Index-time tokenizer UDFs. XXX_begin_document


#1

Using the delivered UDF example, udfexample.c,
which makes the library libudfexample.so (I renamed to udfexample.so to get it to work).
Added it to the index test1 created via the install process
sphinx.conf

index test1
{
source = src1
path = /var/lib/manticore/test1
index_token_filter = udfexample.so:hideemail
}

I rotate the index via
sudo -u manticore indexer -c /etc/sphinx/sphinx.conf test1 --rotate

The process runs and the screen receives the output from the UDF
However, the expected output from hideemail_begin_document:
UdfLog ( “Called hideemail_begin_document” );
never occurs.

I get all the other outputs (for example)
WARNING: PLUGIN: Called hideemail_init
WARNING: PLUGIN: Called hideemail_deinit
WARNING: PLUGIN: Called hideemail_init
WARNING: PLUGIN: Called hideemail_push_token
WARNING: PLUGIN: Called hideemail_push_token
WARNING: PLUGIN: Called hideemail_get_extra_token
WARNING: PLUGIN: Called hideemail_get_extra_token

total 4 docs, 193 bytes
total 0.021 sec, 8983 bytes/sec, 186.19 docs/sec
WARNING: PLUGIN: Called hideemail_deinit

Does XXX_begin_document still work?
Why is XXX_begin_document not being called.

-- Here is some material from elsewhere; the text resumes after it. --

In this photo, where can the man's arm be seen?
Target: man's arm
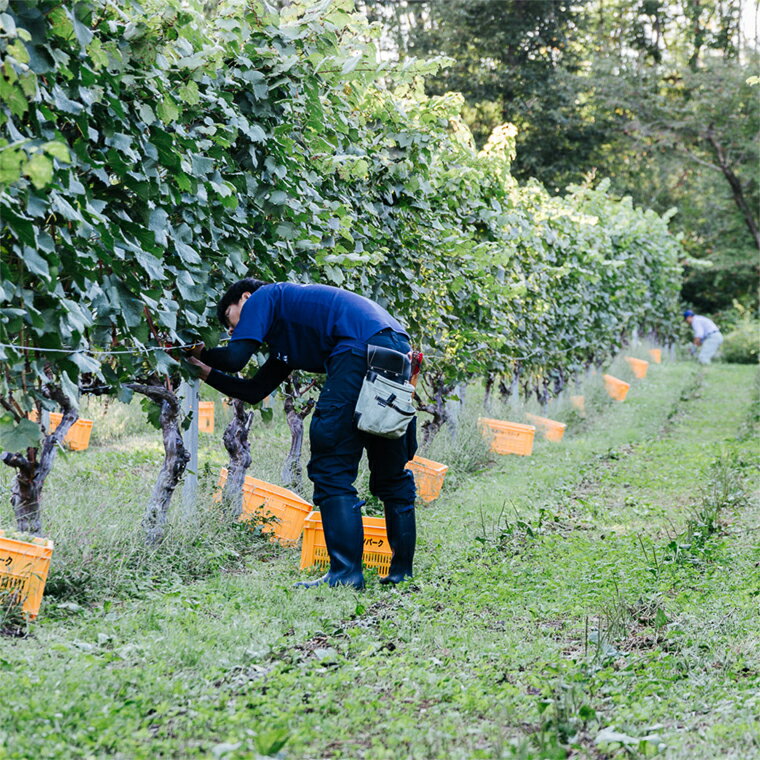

From the indexer rotate command output, its clear that if finds documents
"total 4 docs, 193 bytes"

I have dropped the index and recreated it.
I have dropped the data and re-added it.
No matter what I do, there never seems to be a call to XXX_begin_document.

According to the documentation XXX_begin_document is mandatory function.
What is the scoop?

Thanks
Brad


#2

seems it got called only for RT index - on indexing document

You might create ticket at Github to be informed on issue progress


#3

Thanks. Opened an issue on Github (#276)